Total special cash margin of 25% on the long side has been imposed on all contracts of mentha oil from March 9, 2012. For detailed reference please refer to the Circular No: MCX/T&S/074/2012 dt 06/03/2012.

Production, Arrivals And Exports

According to market sources, sowing of mentha in Western UP is expected to increase by 30% as compared to last year, while sowing in all regions is expected to increase by 20%.

Arrivals in entire UP stand around 130 drums (1drum – 180 kgs) daily. Exports of mentha during April 2011 to January 2012 witnessed a decline of 6% to 12,850 tonnes as compared to 13,550 tonnes in the same period last year.

NCDEX Chili Gains On Fresh Buying, Jeera Bounces Back

NCDEX Chili settled up by more than 2 percent mainly on account of fresh buying at lower price level and weak arrivals in the spot market. While NCDEX pepper settled steady due to steady arrivals in the Vietnam in the spot market. The 4% additional margin imposed in the pepper May contract on the Long side has been withdrawn with immediate effect.
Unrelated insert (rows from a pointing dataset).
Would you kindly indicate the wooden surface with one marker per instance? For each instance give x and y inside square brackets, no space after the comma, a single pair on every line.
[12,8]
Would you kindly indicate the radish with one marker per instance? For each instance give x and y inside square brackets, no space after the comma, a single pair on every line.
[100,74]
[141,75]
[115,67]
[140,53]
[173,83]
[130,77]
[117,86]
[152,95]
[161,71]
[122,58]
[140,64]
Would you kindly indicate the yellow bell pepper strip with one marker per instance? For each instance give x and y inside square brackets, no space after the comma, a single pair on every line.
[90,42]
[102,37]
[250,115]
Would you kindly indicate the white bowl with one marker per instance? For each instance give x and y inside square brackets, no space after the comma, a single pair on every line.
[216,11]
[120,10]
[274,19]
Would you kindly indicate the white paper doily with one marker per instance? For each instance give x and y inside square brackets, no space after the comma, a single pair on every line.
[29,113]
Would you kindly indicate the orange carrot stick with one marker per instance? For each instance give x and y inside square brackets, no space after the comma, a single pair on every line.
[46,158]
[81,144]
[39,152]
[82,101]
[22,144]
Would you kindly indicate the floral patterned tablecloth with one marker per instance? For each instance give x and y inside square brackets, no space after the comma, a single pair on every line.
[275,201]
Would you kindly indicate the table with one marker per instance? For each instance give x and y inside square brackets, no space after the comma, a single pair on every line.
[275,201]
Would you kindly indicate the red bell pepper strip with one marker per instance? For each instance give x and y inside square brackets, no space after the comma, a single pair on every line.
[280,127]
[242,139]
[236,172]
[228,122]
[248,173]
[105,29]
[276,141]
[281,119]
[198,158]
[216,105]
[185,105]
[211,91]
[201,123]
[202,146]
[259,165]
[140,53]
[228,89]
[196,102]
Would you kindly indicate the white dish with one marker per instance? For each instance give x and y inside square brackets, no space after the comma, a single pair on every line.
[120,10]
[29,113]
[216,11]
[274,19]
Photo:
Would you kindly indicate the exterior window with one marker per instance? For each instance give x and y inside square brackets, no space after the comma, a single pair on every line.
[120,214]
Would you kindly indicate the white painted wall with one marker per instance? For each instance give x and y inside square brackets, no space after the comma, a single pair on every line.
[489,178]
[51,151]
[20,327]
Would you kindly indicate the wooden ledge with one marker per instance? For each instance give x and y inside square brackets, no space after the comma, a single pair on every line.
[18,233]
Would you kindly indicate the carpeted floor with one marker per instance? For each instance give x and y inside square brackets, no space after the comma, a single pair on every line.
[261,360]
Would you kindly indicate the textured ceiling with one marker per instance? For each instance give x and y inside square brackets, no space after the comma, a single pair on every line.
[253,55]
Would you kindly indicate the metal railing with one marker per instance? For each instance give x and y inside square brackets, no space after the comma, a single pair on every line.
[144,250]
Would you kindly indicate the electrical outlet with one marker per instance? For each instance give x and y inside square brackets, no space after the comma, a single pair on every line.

NCDEX jeera futures bounced back from the previous losses on short covering and fresh buying lead by weak arrivals in the spot market. NCDEX turmeric settled up due to weak supply and fresh buying at lower price level in the market. 

NCDEX Chana Rises On Poor Pulses Production Estimates

NCDEX chana May contract settled up by more than 1.50 percent because government estimated poor pulses  production in the current year which is expected to go up to Rs.4000 in next couple of days after April month i.e. Arrivals period so viewed will be “buying on dips.”

As per latest release from government, India's total pulses production in the current year is estimated at 17.02 million tonnes, down almost 6.86% from the last year. This is mainly due to poor sowing in kharif sowing and crop damage in Rabi season.